L’envahissement du droit par des considérations qui lui sont étrangères est la cause des régressions démocratiques. Cette logique trouve dans le “terrorisme” un prétexte pour imposer encore plus vite cette régression du droit, alors que la nature économique du “terrorisme” est occultée du débat et qu’elle permet des moyens efficaces pour le prévenir sans avoir à menacer les droits fondamentaux. La loi Urvoas fait régresser les droits fondamentaux sans que cela soit justifié. Elle témoigne d’une même inspiration et des mêmes effets que la la loi Macron, puisqu’elles emportent une atteinte à la démocratie, une régression que l’on retrouve au niveau européen dans l’accord transatlantique.

Les actes criminels qualifiés de “terroriste” participent à la promotion d’une politique régressive en matière de droits de l’Homme, comme la dette publique sert de prétexte à la régression des droits sociaux économiques et culturels, qui sont également des droits de l’Homme.

L’origine des causes du terrorisme sont dans la manipulations des populations dans les luttes d’influences des blocs. La chute du bloc soviétique a peut-être suspendu l’opposition des blocs mais elle n’a pas éteint les foyers que celle-ci a allumés ou entretenus, voire développés. Les motifs de tensions sont restés avec les moyens et les compétences décuplés qu’ont apportés et transmis des “conseillers“.
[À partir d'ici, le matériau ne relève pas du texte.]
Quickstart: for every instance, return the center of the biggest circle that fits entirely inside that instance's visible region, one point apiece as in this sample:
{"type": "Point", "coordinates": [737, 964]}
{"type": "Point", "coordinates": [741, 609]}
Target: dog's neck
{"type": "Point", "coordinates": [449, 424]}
La dimension de l’analyse économique du phénomène criminel est peu débattue dans la lutte que prétendent mener les autorités contre le “terrorisme”.
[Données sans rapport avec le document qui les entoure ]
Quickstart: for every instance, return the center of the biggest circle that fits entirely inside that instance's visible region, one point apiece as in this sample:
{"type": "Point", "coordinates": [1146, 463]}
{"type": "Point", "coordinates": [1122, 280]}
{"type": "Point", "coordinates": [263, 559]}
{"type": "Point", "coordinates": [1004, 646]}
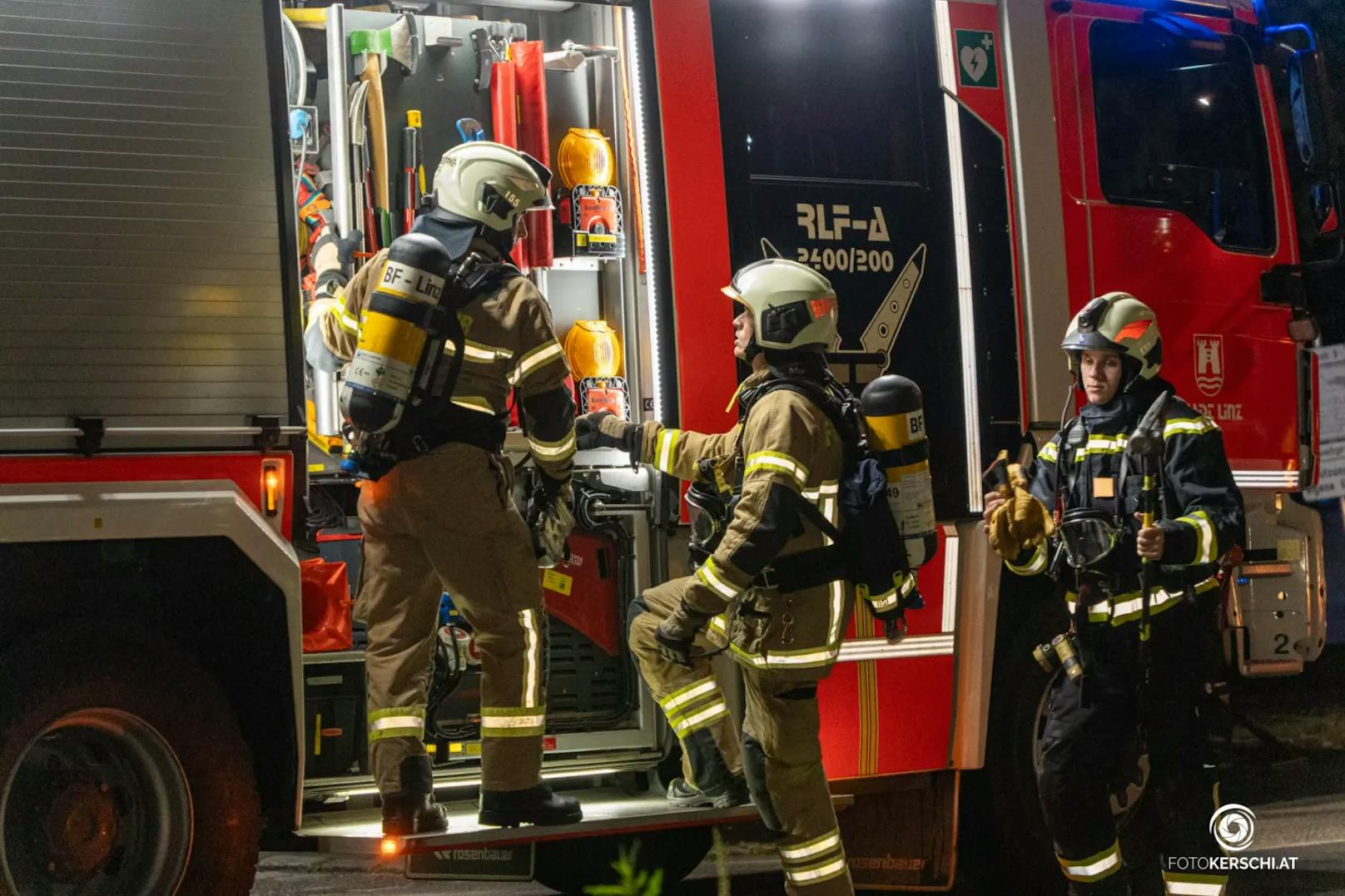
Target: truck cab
{"type": "Point", "coordinates": [178, 534]}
UNE DIMENSION ÉCONOMIQUE LAISSÉE DE COTÉ

Le but de toute activité criminelle est pourtant une recherche de gains, de profits, comme celle d’une activité commerciale, dont elle se différencie par la volonté de s’émanciper des règles de droit, en se plaçant dans l’illégalité.
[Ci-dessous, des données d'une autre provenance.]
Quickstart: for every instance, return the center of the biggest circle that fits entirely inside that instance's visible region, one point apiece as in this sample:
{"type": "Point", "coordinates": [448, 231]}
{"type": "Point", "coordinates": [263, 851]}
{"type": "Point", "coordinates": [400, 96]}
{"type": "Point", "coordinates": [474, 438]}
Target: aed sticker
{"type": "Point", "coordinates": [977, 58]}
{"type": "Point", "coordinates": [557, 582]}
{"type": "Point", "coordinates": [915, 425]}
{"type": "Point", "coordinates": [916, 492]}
La criminalité est une forme brutale d’économie, voire de politique, et il n’y a pas d’incompatibilité “économique” entre ce qui est légal, ou paraît l’être, et ce qui ne l’est pas. L’Allemagne a connu un régime politique criminel dont l’économie reposait sur le vol, la spoliation, l’esclavage et la négation de la dignité jusqu’à l’organisation industrielle de la disparition de groupes de population. Cela n’a pas empêché de grandes entreprises, qui prospèrent encore aujourd’hui, de contracter avec ce régime criminel, de faire des affaires et de s’enrichir.

Ce n’est donc pas l’économie qui pose les limites entre ce qui est criminel ou ce qui est commercial, mais bien seulement le droit. D’où la dangerosité à voir aujourd’hui des lois adoptées par et pour des motifs économiques qui font régresser l’efficacité des droits, à commencer par les droits de l’Homme dans les pays riches.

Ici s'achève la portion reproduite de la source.